Tujuan dari rapat rutin ini adalah untuk mengoordinasikan pembangunan desa serta meningkatkan transparansi dan evaluasi kinerja pemerintah desa dalam memberikan layanan kepada masyarakat. Pertemuan ini juga berfungsi sebagai forum untuk pelaporan kegiatan, diskusi program kerja, dan pengambilan keputusan secara kolektif.
Acara diawali dengan sambutan dari MC, diikuti dengan menyanyikan lagu Indonesia Raya dan Mars Merah Putih, doa, sambutan dari Sekdes yang mewakili Perbekel Desa Peninjoan, penyuluh Kementerian Agama Kabupaten Bangli, I Gede Yasa, serta pernyataan dari Babinsa mengenai situasi keamanan dan kewaspadaan terhadap cuaca ekstrem.

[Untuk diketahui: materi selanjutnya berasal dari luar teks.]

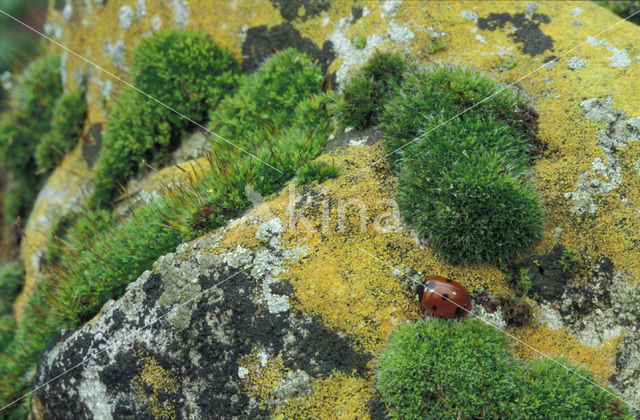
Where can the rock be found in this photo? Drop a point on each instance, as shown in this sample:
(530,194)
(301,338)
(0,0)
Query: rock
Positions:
(468,15)
(576,63)
(125,17)
(177,342)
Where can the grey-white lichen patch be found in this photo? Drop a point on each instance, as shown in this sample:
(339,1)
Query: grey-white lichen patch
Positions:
(389,8)
(353,57)
(530,9)
(575,63)
(549,65)
(398,33)
(156,22)
(125,17)
(607,173)
(180,10)
(620,57)
(141,9)
(469,15)
(548,316)
(90,390)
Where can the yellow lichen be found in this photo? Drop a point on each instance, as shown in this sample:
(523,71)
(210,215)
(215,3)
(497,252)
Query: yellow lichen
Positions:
(537,339)
(63,186)
(337,396)
(262,374)
(152,382)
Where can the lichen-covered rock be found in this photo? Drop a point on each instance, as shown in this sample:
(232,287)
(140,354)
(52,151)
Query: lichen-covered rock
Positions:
(204,334)
(587,175)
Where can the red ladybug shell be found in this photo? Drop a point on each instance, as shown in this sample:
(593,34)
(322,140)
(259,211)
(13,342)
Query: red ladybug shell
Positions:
(445,297)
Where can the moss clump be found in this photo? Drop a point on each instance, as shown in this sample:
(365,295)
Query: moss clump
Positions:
(363,97)
(266,99)
(67,124)
(461,181)
(317,171)
(21,129)
(186,71)
(624,9)
(430,97)
(97,255)
(441,369)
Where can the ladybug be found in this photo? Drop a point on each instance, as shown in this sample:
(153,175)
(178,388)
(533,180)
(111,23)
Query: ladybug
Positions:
(445,297)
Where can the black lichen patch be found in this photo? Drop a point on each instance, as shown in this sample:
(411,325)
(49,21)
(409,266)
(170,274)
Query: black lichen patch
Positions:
(546,274)
(153,289)
(303,9)
(313,348)
(262,42)
(119,376)
(527,31)
(65,405)
(516,312)
(91,144)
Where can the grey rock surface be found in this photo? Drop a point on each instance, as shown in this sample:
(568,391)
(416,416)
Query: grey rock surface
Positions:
(172,346)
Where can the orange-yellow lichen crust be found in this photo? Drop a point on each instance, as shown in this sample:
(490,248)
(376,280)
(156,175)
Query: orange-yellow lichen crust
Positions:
(64,185)
(152,387)
(571,139)
(353,292)
(600,361)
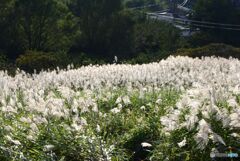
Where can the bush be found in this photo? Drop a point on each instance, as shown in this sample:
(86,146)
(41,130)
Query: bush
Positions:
(40,60)
(220,50)
(3,61)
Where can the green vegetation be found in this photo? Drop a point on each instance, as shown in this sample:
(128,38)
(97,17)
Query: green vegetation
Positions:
(95,31)
(220,50)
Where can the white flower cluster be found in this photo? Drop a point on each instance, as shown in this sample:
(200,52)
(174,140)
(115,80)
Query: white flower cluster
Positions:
(70,93)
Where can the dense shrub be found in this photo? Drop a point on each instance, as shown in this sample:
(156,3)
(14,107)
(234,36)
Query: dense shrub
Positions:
(3,61)
(39,60)
(221,50)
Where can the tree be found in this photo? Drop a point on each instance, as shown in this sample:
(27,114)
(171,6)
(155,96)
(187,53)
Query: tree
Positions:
(37,21)
(218,11)
(9,37)
(103,26)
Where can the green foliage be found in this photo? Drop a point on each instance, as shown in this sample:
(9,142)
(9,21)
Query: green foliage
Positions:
(104,28)
(219,11)
(38,61)
(3,61)
(152,36)
(221,50)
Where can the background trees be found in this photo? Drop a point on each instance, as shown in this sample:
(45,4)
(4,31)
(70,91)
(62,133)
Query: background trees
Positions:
(219,11)
(94,31)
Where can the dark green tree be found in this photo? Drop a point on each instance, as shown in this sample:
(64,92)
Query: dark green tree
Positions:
(37,21)
(218,11)
(103,26)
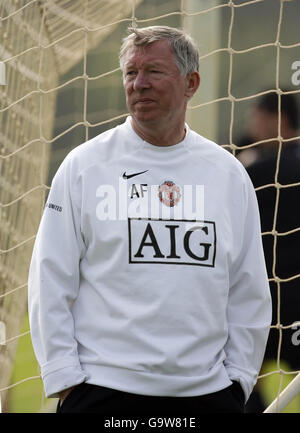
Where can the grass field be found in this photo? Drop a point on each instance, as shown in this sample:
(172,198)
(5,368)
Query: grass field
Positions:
(28,397)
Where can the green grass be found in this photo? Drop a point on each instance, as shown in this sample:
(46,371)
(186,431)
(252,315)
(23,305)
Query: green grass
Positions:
(27,397)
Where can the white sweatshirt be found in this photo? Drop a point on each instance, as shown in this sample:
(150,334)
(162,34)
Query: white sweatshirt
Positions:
(123,296)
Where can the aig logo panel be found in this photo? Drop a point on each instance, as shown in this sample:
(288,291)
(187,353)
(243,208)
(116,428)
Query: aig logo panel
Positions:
(177,242)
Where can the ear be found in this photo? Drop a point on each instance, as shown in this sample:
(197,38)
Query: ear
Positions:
(192,84)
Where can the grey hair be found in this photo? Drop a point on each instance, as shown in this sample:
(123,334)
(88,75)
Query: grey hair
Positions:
(185,50)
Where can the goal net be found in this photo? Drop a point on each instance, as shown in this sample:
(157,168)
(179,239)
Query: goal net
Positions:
(60,85)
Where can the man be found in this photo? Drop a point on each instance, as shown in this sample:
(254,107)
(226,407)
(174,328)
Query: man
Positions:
(282,213)
(138,303)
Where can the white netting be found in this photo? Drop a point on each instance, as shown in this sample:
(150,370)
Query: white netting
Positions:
(63,86)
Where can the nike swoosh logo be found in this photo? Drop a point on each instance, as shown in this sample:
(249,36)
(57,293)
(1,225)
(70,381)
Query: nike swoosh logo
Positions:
(128,176)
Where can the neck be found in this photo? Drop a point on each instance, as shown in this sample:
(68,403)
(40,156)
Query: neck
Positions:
(160,137)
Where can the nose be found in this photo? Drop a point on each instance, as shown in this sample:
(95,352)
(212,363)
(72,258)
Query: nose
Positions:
(141,81)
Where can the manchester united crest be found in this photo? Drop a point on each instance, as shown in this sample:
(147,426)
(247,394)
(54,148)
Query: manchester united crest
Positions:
(169,193)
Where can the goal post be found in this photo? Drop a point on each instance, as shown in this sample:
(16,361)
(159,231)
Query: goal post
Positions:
(285,397)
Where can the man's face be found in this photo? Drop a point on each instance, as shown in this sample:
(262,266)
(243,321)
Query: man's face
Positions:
(155,90)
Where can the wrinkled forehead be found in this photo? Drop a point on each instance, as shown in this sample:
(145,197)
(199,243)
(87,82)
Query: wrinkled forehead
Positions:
(155,52)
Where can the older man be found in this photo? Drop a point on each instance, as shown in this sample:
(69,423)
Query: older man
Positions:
(147,288)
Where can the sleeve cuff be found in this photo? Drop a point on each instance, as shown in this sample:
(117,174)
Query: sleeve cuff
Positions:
(57,379)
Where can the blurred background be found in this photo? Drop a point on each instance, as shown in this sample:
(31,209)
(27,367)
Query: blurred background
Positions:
(60,85)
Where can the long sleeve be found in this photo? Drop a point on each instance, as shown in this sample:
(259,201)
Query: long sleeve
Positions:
(249,302)
(53,284)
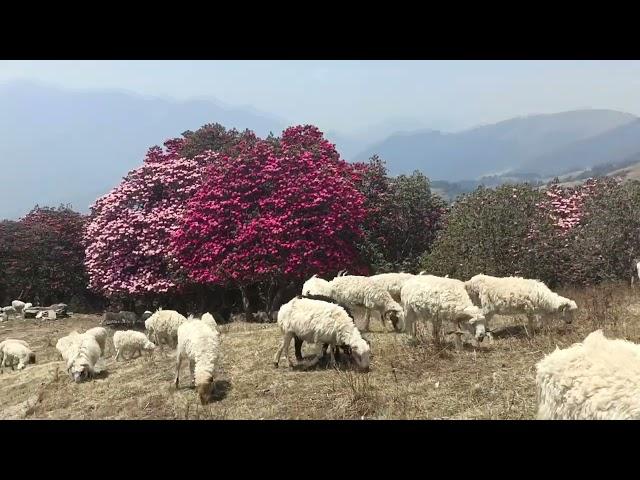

Hadir dalam kegiatan tersebut adalah Sekdes, Babinsa, para Kelian Banjar Dinas se-Desa Peninjoan, Kelian Banjar Adat, Kelian Subak, serta anggota Koperasi Merah Putih. Dalam kesempatan ini, Babinsa Serka Made Suarnika menekankan pentingnya rapat rutin sebagai sarana untuk memperkuat koordinasi antara pemerintah desa dan masyarakat. Ia juga mengimbau untuk tetap waspada terhadap potensi bencana akibat cuaca ekstrem.
Dandim 1626/Bangli, Letkol Arm I Gede Arya Girinatha Utama, menegaskan bahwa kehadiran Babinsa dalam setiap kegiatan desa merupakan dukungan nyata dari TNI terhadap program pemerintah daerah. Ia mengingatkan bahwa Babinsa harus aktif berkoordinasi dengan aparat desa dan seluruh komponen masyarakat untuk menciptakan situasi yang aman dan kondusif, sehingga setiap program pembangunan desa dapat berjalan dengan baik.